And similarly for the block?

Nope - I mean try to avoid something like on = pymc3.Bernoulli('on', pOn) as it is an unobserved discrete variable.

Ah, Ok, I see… You are suggesting that I marginalize it out, right?

yep :slight_smile:

So, I’m not sure what to do about marginalization. In my setting, I will want to infer the values of these hidden variables. If they’re marginalized out like that, I won’t be able to do this, right?

You can infer the continuous mixture weight instead - if you want explicit latent label you can sample from the mixture weight with a categorical, or applying argmax.

If you have some resources you could point me to, I’d appreciate that. I’m not sure I follow 100% what you’re suggesting that I do.

Also, in my setting,it is possible to mark some of the hidden variables as observed. For example, someone might say that on is true, while being interested in the values for triangle and block.

You have seen the answer in FAQ right? You can also have a look at this notebook: https://github.com/junpenglao/advance-bayesian-modelling-with-PyMC3/blob/master/Notebooks/Code10%20-%20Schizophrenic_case_study.ipynb

Hope it gives you some inspirations!

Thanks for the link!

For the most part I understood your example, but I couldn’t grasp what was happening when you wrote:

Z_latent = pm.Uniform('Z_latent', 0., 1., shape=(6, Nt))
Z = pm.Deterministic('Z',
                         pm.theanof.tt_rng().binomial(
                             n=1, p=Z_latent, size=(6, Nt)))

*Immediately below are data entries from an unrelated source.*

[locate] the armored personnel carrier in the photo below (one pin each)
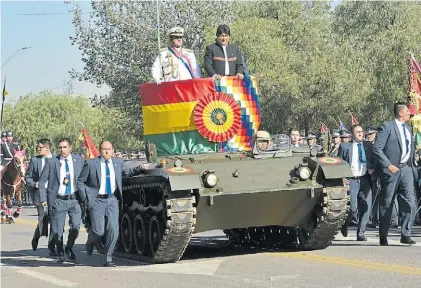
(205, 169)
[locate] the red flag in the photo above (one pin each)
(324, 128)
(91, 150)
(354, 120)
(414, 86)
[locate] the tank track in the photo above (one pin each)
(178, 228)
(328, 217)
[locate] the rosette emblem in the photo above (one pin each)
(217, 117)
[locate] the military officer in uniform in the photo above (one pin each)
(312, 141)
(36, 165)
(101, 182)
(175, 62)
(263, 140)
(345, 136)
(336, 143)
(223, 58)
(63, 196)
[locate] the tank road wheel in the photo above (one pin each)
(155, 235)
(140, 236)
(126, 233)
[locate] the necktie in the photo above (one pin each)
(108, 178)
(406, 139)
(68, 187)
(361, 153)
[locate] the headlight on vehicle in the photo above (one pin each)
(303, 173)
(210, 179)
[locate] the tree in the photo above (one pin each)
(119, 44)
(383, 34)
(57, 115)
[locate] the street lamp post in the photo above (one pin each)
(23, 48)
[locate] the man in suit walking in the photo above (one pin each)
(33, 174)
(394, 151)
(359, 155)
(101, 182)
(63, 196)
(222, 58)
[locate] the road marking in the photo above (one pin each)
(46, 277)
(374, 240)
(352, 262)
(35, 223)
(191, 268)
(284, 277)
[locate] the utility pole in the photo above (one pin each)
(23, 48)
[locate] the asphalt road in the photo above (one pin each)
(210, 262)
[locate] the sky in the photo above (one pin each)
(47, 63)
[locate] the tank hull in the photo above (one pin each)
(288, 208)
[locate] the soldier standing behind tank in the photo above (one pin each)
(345, 136)
(312, 141)
(294, 135)
(223, 58)
(175, 62)
(359, 155)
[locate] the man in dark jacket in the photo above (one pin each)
(222, 58)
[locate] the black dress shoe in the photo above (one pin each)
(60, 258)
(361, 238)
(109, 264)
(89, 249)
(383, 241)
(407, 240)
(344, 231)
(70, 254)
(52, 252)
(34, 243)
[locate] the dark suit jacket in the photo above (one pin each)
(345, 152)
(32, 177)
(387, 147)
(51, 173)
(214, 62)
(90, 179)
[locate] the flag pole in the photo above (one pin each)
(3, 97)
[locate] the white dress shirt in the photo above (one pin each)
(227, 67)
(357, 168)
(102, 189)
(43, 164)
(62, 187)
(405, 153)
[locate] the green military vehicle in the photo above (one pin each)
(260, 196)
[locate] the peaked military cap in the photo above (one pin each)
(176, 31)
(335, 133)
(311, 135)
(262, 135)
(371, 130)
(345, 134)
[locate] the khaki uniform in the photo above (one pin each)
(168, 67)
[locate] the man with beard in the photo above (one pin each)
(223, 58)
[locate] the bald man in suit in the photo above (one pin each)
(101, 182)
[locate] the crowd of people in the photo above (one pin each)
(383, 165)
(386, 183)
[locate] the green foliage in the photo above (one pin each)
(313, 64)
(54, 116)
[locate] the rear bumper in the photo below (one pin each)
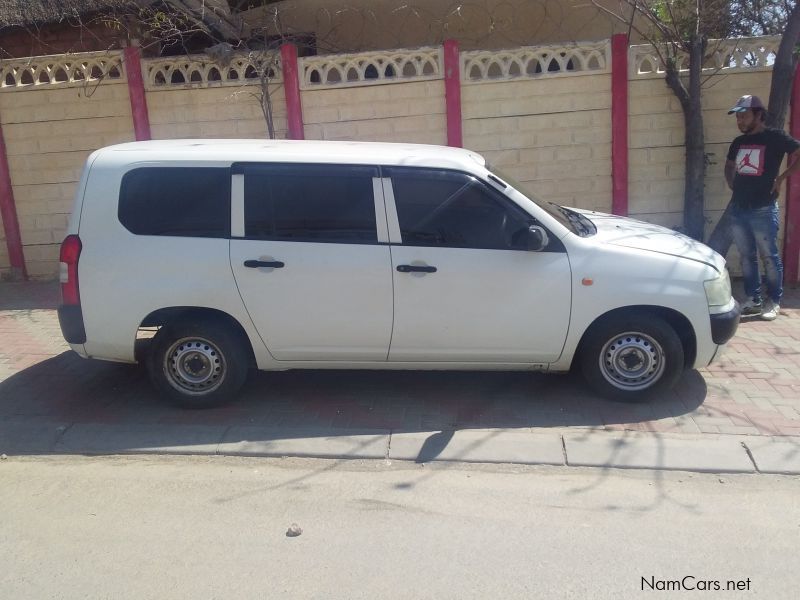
(724, 325)
(70, 318)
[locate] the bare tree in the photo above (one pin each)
(679, 29)
(766, 17)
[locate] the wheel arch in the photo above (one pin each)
(682, 326)
(162, 316)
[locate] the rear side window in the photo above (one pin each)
(310, 203)
(454, 210)
(176, 201)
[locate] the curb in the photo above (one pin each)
(599, 449)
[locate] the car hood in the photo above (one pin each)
(630, 233)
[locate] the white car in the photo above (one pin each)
(347, 255)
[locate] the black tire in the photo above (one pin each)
(630, 358)
(197, 363)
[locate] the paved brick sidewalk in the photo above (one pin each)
(754, 390)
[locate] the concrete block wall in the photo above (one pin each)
(551, 132)
(392, 112)
(656, 144)
(49, 132)
(552, 135)
(213, 112)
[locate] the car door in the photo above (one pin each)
(465, 288)
(310, 255)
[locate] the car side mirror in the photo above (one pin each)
(537, 239)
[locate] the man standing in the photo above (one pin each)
(751, 171)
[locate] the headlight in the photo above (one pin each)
(718, 293)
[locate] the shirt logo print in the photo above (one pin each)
(750, 160)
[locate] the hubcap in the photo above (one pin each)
(632, 361)
(194, 366)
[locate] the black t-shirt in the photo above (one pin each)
(758, 158)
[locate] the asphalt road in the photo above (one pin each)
(215, 527)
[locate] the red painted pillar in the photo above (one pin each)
(791, 242)
(141, 118)
(8, 211)
(291, 87)
(452, 92)
(619, 124)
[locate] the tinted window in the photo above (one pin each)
(310, 203)
(191, 201)
(444, 208)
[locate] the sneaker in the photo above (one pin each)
(751, 306)
(771, 311)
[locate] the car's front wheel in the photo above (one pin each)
(197, 363)
(629, 358)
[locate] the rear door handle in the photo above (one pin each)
(256, 264)
(415, 269)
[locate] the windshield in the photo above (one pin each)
(572, 220)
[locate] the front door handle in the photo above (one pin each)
(416, 269)
(256, 264)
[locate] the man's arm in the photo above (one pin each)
(730, 172)
(793, 167)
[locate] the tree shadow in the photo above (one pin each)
(69, 389)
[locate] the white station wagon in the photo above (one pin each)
(346, 255)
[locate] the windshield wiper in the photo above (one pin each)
(583, 226)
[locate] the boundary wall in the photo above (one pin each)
(548, 116)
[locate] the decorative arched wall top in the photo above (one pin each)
(394, 66)
(534, 61)
(742, 54)
(200, 70)
(64, 69)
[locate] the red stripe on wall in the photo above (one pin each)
(791, 245)
(291, 88)
(141, 118)
(619, 124)
(8, 211)
(452, 91)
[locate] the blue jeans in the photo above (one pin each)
(755, 232)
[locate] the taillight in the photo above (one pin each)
(70, 253)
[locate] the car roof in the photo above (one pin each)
(323, 152)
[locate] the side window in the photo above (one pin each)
(454, 210)
(312, 203)
(176, 201)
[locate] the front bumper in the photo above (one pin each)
(724, 325)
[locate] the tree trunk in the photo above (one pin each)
(780, 91)
(695, 162)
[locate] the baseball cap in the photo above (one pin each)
(747, 102)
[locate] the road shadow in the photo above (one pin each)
(67, 388)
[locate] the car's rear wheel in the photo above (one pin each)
(629, 358)
(197, 363)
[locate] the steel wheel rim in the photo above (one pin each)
(632, 361)
(194, 366)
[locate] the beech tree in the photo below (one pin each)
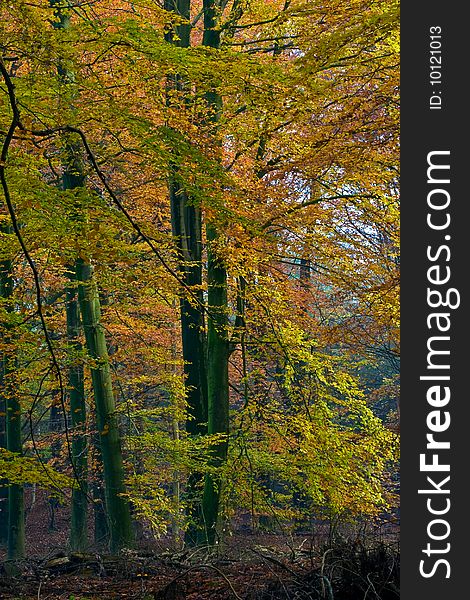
(224, 175)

My guess is that you’re marginalizing Z, but it’s not clear to me. Z_latent will always be 1, and you’re feeding that into some theano binomial distribution parameterized by one trial and probability of success, p=Z_latent=1?

I looked up pm.theanof.tt_rng(), but wasn’t able to find clear information on it.

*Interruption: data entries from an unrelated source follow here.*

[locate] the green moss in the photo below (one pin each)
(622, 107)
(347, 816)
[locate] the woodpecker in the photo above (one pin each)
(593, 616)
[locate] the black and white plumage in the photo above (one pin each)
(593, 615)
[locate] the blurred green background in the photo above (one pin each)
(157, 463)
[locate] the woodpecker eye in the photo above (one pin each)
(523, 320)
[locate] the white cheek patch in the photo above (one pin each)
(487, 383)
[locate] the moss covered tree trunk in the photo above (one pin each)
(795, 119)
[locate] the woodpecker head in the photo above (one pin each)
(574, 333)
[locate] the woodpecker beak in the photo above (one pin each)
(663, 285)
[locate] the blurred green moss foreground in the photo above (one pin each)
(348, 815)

Yeah that example is a bit convoluted :sweat_smile: - it is more to show what it is possible but I would not recommend it - the other two ways of modeling it is probability what you should focus on

Hey, I think I’ve made a lot of progress on my problem. Do you have any examples, you can point me to about inferring the mixture weights?

Do you mean doing something like this:

#Mixture weights
pOns = pymc3.Dirichlet('pOns', numpy.array(on_alphas))

on = pymc3.Categorical('on' pOns)

But for the mixture model, I would parameterize it using pOns, rather than on? Like:

triangle = pymc3.Mixture('triangle', w = pOns, \
                            comp_dists=[tri_giv_not_on, tri_giv_on], \
                            testval=1, dtype="int64", observed=1)

Thanks!

Yes! That’s in general the idea of marginalization.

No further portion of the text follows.